In other words, the bill does nothing to protect women from sharing spaces with biological men who claim to be women. Heritage also notes the measure makes “no provision for a religious exemption that might be exercised by faith-based homeless or battered women’s shelters who refuse to sacrifice their faith on the altar of ‘gender identity.’”

The bill also favors “culturally specific communities,” focusing on addressing “equity”— a popular term of leftists — rather than true equality:

As to what criteria are used to establish that one party is disadvantaged, or what standards or remedies must be applied to ensure equity is accomplished, no one can say. The Senate can choose which party is disadvantaged, the result it wants, and how much money it wants to spend to get there. And in this case, that amount is jaw-dropping.

The $750 million measure, which contains millions for special interest groups, also claims to address “reproductive and sexual coercion” — a seeming code for abortion, particularly cases of the man who impregnates a woman having a say on whether or not the woman decides to kill their child. 

It reads in part:

To provide prevention and education programming about domestic violence, dating violence, sexual assault, and stalking, including technological abuse and reproductive and sexual coercion, that is age-appropriate, culturally relevant, ongoing, delivered in multiple venues on campus, accessible, promotes respectful nonviolent behavior as a social norm, and engages men and boys. Such programming should be developed in partnership or collaboratively with experts in intimate partner and sexual violence prevention and intervention.

As Heritage observed: 

“Reproductive coercion” is a back door approach to making sure that young men who impregnant [sic] their girlfriends, or even young married men who impregnant [sic] their wives, have essentially relinquished their say in whether the woman should have an abortion. To refuse to terminate the life of the unborn child amounts to “reproductive coercion” and, for purposes of the Violence Against Women Act, domestic violence. In the Senate’s mind, to prevent an abortion is violence, but to have an abortion is tranquility.

The Family Research Council is among those urging lawmakers to reject the measure. 

“Women who have been victims of rape, sexual assault, sexual molestation, and sex trafficking, deserve a safe place to heal emotionally and physically. They should not be forced to share private spaces with biological men,” they wrote, concluding the measure “perpetuates abuse”:

Notably, Republican U.S. Senators Lisa Murkowski (R-AK) and Joni Ernst (R-IA) joined Democrats Dianne Feinstein (D-CA) and Dick Durbin (D-IL) in introducing the measure in February.

“The provisions in this reauthorization of the Violence Against Women Act will not only address countless barriers survivors experience in seeking justice, but will also save lives,” Murkowski claimed, touting the legislation as fundamentally “bipartisan” and something that would ultimately “empower victims” and “correct injustices that have existed even before VAWA’s inception.”
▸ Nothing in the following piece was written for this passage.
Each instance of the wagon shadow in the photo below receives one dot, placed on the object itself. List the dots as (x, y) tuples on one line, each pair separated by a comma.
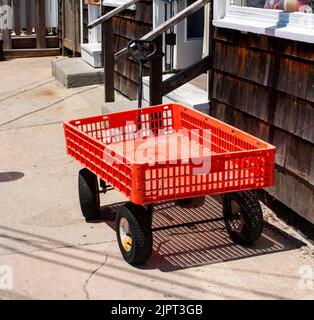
[(198, 237)]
However, some Republican senators are vowing to protect Americans from radical transgender ideology in the upcoming year, as laid out by Sen. Rick Scott (R-FL), chairman of the National Republican Senatorial Committee (NRSC), in a recent campaign document. As Breitbart News detailed, the document explicitly “promises to protect the government’s recognition of the two different-and-complementary sexes” — one of the main issues in the VAWA.